Três filmes, e dois representam duas obras-primas, ‘Sétimo Selo’ e ‘Morangos Silvestres’. Três ou quatro montagens teatrais consideradas definitivas e incontornáveis na sua obra, que incluíam ‘O Misantropo’, de Molière e ‘Peer Gynt’, de Henrik Ibsen, esta com a duração de cerca de cinco horas. E ainda a realização de uma série de televisão que não lhe está creditada. Absolutamente incrível! Nas artes em geral e no teatro em particular existem apelidos que identificam ícones e génios criativos de diferentes épocas: Molière, Racine, Shakespeare por exemplo. No cinema Bergman é uma dessas personalidades. (Federico) Fellini é por exemplo outra. E ambos tornaram-se quase emblemáticos adjetivos para estabelecer comparações, géneros, estilos e até comportamentos: bergmaniano, felliniano. E neste caso, o primeiro representa algo mais grave e soturno, ao passo que o outro, tornou-se mais feérico e fantasista.

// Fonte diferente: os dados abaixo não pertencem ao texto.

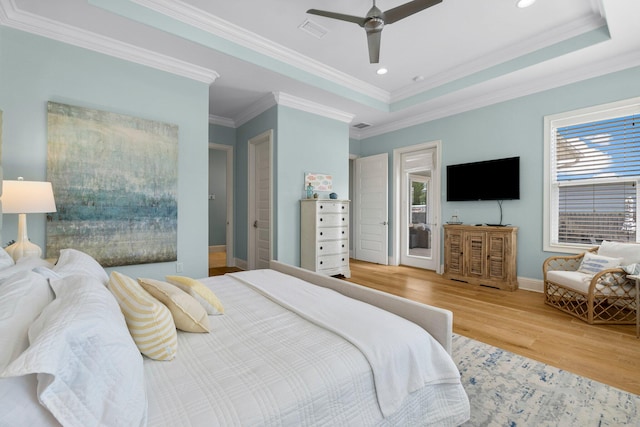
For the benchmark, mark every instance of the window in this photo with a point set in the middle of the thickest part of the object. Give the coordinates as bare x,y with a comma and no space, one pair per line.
592,171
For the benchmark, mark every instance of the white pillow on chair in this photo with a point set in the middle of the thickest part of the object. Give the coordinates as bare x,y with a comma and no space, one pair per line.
629,252
592,263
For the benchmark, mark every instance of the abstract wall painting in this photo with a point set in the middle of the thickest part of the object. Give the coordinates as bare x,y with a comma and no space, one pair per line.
319,181
115,181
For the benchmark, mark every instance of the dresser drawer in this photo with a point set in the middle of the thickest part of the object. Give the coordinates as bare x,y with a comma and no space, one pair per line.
332,247
333,261
333,233
332,220
332,207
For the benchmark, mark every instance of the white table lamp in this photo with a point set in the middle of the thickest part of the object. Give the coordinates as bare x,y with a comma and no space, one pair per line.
23,197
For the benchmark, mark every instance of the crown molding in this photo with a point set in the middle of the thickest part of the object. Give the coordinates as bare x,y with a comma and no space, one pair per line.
212,24
257,108
221,121
543,40
11,16
291,101
558,79
284,99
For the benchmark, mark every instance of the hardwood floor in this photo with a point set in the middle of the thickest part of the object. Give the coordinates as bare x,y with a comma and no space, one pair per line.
519,322
217,264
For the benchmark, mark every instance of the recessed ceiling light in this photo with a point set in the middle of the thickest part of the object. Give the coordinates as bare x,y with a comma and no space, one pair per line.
524,3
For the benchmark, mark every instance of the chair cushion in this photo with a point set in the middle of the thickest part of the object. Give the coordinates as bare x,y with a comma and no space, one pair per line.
629,252
577,281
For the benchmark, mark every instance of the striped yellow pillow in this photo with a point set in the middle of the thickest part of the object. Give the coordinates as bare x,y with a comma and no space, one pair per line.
149,321
199,291
188,314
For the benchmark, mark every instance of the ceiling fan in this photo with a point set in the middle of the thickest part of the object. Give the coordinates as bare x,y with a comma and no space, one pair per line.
375,20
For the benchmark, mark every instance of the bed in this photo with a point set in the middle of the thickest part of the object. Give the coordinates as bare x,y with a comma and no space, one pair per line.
289,347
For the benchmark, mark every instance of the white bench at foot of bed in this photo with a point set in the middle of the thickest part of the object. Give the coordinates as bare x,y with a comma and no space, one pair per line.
437,321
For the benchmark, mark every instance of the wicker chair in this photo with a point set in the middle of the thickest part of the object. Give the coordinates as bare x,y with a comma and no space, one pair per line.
606,297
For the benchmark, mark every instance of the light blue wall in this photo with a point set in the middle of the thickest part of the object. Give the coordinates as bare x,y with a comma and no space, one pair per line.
222,134
36,70
217,205
306,143
262,123
513,128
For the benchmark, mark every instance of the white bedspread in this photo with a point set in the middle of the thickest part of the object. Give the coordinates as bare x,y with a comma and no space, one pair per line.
402,355
265,365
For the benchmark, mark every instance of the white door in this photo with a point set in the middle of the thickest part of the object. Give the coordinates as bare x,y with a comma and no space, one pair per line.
418,231
259,246
371,236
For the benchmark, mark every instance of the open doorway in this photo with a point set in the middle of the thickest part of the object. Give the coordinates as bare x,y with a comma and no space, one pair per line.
221,252
417,206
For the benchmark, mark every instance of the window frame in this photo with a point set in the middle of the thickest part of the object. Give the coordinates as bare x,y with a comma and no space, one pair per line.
550,207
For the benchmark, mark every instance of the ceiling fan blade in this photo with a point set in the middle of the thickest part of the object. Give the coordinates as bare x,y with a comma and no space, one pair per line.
373,40
407,9
342,17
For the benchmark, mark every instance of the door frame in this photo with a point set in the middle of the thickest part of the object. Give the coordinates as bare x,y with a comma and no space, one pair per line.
357,206
436,244
267,137
229,246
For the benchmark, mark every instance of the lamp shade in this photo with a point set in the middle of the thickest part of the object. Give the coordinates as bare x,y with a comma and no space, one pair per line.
27,197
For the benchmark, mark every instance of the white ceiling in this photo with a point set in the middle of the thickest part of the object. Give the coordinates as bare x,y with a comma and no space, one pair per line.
452,57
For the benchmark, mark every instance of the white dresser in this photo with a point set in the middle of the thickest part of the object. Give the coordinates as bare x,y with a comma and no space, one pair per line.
324,236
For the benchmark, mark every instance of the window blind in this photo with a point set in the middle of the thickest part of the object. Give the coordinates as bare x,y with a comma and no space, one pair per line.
597,165
588,214
605,148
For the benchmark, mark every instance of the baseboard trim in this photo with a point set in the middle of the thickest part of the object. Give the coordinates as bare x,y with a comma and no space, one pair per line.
241,264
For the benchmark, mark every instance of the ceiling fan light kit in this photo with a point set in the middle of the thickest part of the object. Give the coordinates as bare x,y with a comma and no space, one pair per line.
524,3
375,20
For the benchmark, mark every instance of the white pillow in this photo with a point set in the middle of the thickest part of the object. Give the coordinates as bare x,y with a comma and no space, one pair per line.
5,259
72,261
592,263
89,369
22,298
629,252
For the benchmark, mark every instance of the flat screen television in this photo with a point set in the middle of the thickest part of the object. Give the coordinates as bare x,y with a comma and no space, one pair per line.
497,179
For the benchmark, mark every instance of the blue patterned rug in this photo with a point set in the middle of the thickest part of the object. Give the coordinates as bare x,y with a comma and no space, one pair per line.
506,389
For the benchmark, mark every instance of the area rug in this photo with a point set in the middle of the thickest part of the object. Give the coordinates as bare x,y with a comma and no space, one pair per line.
506,389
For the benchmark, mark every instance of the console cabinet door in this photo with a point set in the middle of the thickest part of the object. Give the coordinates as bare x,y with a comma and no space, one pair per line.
453,243
483,255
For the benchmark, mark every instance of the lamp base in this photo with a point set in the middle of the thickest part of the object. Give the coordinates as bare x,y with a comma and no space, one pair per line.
23,247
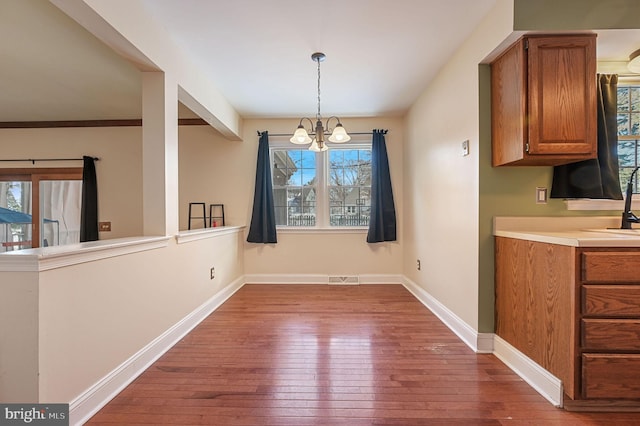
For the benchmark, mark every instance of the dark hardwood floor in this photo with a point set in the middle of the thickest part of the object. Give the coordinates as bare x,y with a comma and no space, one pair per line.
332,355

Ingmar Bergman deixou um enorme legado artístico, mas foi igualmente um verdadeiro, ‘homem que amava as mulheres’, comparável ao protagonista do filme de François Truffaut (1978), com o mesmo título. Só que Bergman, parecia não as entender na sua plenitude e aí está o mistério dos seus filmes. Bergman, fez igualmente, nos anos 50, grandes filmes que investigavam sem reservas o universo masculino. Mas o ano de 1957 foi pode-se dizer o mais emblemático da sua carreira de cineasta.

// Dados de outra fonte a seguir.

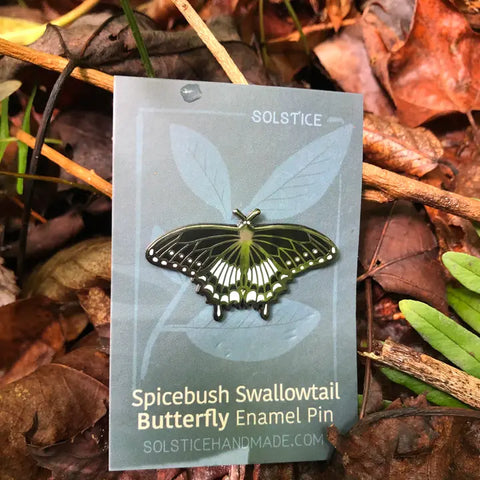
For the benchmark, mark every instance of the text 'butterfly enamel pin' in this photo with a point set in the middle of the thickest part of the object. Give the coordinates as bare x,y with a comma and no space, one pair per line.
243,266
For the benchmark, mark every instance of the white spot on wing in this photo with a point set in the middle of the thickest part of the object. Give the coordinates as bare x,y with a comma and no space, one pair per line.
251,296
234,296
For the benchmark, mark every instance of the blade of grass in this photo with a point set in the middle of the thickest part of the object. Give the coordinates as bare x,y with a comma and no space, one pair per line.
22,147
433,395
458,344
4,129
142,49
42,178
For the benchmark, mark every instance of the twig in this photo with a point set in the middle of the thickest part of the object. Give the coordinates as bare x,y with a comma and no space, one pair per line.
44,178
376,196
368,363
207,37
56,63
82,173
438,374
399,186
391,184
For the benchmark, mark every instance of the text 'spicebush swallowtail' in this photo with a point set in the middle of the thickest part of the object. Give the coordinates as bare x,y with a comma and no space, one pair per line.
242,266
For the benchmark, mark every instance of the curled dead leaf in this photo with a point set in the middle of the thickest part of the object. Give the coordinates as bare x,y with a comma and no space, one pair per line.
389,144
84,265
337,10
51,405
32,332
345,58
399,251
436,71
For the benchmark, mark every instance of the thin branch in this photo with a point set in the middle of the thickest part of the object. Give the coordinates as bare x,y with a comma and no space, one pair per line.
399,186
391,184
82,173
438,374
208,38
44,178
367,381
55,63
33,213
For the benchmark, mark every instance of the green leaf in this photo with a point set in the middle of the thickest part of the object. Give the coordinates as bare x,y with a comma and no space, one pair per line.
4,128
8,87
465,268
466,303
22,147
142,49
433,395
458,344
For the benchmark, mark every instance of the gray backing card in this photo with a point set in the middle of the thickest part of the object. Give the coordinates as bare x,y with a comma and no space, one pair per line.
188,154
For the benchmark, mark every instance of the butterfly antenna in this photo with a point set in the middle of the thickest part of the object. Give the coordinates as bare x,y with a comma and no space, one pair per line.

Em ‘O Sétimo Selo’ e ‘Morangos Silvestres’ expôs as suas dúvidas religiosas, existenciais, e tantos outros conflitos interiores, que representavam uma geração do pós-guerra. No começo dos anos 60, criou a famosa trilogia sobre o silêncio de Deus – ‘Em Busca da Verdade’, ‘Luz de Inverno’ e ‘O Silêncio’. Em 1963, voltou novamente com um filme que tem um título revelador sobre a sua maneira muito particular de falar das mulheres: ‘A Máscara’ (Persona). E daí para a frente passou o resto da década, e uma boa parte dos anos 70 e 80, falando delas, das mulheres obviamente!

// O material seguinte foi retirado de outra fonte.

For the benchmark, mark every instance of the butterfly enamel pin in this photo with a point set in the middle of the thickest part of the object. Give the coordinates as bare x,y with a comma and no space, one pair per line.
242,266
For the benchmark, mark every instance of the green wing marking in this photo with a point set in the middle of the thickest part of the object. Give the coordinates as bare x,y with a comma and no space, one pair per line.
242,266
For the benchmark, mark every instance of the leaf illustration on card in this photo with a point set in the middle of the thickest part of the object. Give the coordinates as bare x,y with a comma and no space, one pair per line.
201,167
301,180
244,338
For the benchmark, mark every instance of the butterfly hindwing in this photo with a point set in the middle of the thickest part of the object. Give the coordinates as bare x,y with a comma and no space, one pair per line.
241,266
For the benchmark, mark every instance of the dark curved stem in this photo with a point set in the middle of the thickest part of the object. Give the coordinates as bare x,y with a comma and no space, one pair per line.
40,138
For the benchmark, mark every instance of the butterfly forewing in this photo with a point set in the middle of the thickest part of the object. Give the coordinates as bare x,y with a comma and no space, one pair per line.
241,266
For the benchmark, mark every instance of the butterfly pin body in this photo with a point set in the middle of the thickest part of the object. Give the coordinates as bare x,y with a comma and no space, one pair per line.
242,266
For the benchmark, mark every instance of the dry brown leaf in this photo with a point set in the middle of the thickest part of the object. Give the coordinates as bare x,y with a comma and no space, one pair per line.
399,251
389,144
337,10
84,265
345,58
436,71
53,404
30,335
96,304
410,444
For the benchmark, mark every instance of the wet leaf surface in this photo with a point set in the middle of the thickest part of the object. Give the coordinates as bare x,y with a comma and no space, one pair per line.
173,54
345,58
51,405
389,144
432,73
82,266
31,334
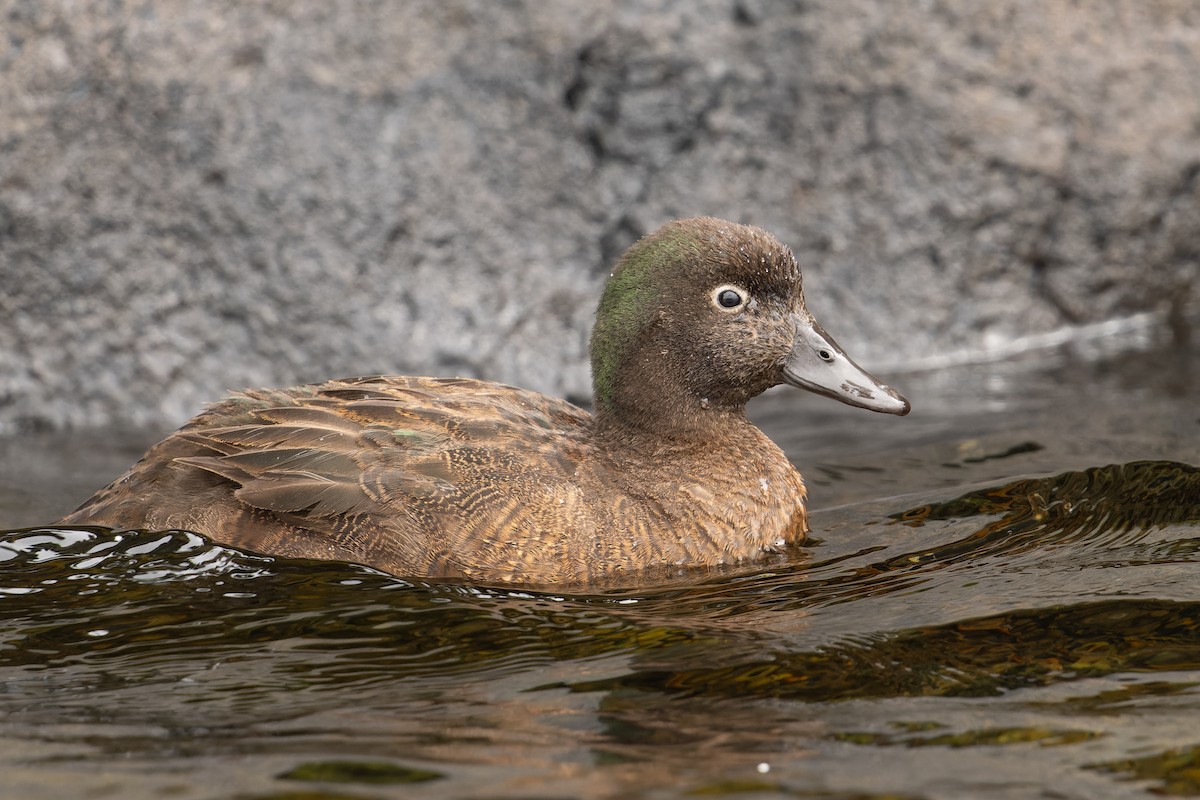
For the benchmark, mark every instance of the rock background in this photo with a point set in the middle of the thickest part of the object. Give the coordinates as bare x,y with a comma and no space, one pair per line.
202,196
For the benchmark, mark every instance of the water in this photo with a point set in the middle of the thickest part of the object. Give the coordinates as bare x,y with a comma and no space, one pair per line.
1002,601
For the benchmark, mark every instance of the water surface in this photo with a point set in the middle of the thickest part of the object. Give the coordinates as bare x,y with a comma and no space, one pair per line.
1001,600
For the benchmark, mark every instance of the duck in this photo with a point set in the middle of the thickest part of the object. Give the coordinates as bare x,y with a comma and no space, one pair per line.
454,479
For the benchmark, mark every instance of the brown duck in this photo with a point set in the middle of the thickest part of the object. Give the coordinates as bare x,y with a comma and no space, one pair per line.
466,479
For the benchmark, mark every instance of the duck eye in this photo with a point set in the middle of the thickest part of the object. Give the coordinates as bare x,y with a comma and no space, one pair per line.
729,298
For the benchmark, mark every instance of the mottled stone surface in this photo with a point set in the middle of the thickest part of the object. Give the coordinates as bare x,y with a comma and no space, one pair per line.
202,196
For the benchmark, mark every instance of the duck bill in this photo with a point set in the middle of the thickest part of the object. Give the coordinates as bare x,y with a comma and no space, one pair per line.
819,365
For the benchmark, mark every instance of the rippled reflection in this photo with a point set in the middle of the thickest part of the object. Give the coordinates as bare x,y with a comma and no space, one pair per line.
1062,608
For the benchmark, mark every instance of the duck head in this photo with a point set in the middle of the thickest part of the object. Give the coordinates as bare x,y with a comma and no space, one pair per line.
703,314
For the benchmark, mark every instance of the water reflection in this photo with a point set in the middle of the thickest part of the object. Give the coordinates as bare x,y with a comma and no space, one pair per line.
1037,617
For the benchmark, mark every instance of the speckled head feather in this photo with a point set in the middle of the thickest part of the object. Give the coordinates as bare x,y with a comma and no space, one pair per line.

PROMO DE ‘A MEIO DA NOITE’, DE OLGA RORIZ
Para culminar este ano do centenário do nascimento de um maiores artistas do século XX — duvido que esta evocação tenha passado ao lado das pessoas que amam realmente o cinema — vem aí mais uma oportunidade de celebração e memória. A Leopardo Filmes e a Medeia Filmes, de Paulo Branco — não esquecer sempre a incansável colaboração do programador António M. Costa — prepararam um excelente programa de homenagem ao realizador, escritor, dramaturgo e encenador que vai decorrer até ao dia 2 de Janeiro no Espaço Nimas, em Lisboa, passando depois também no Porto, Braga, Coimbra e Setúbal. Serão apresentados cerca de 23 filmes dos mais belos de Ingmar Bergman, quase todos em cópias digitais restauradas, complementados com a estreia em exclusivo do documentário de Jane Magnusson, ‘Bergman – Um Ano, Uma Vida’, que venceu o prémio Melhor Documentário Europeu, depois de ter tido a sua estreia mundial na última edição do Festival de Cannes. Segue-se à projecção deste filme, na quarta-feira, 2 de Janeiro, às 19h00, no Espaço Nimas, um debate com os escritores Maria Quintans, Nuno Júdice e Ricardo Marques, além da coreógrafa e bailarina Olga Roriz que, este ano, criou o espectáculo ‘A Meio da Noite’, uma extraordinária homenagem ao realizador e, simultaneamente, uma peça sobre o processo de criação numa procura incessante de si próprio e dos outros, segundo as palavras da criadora.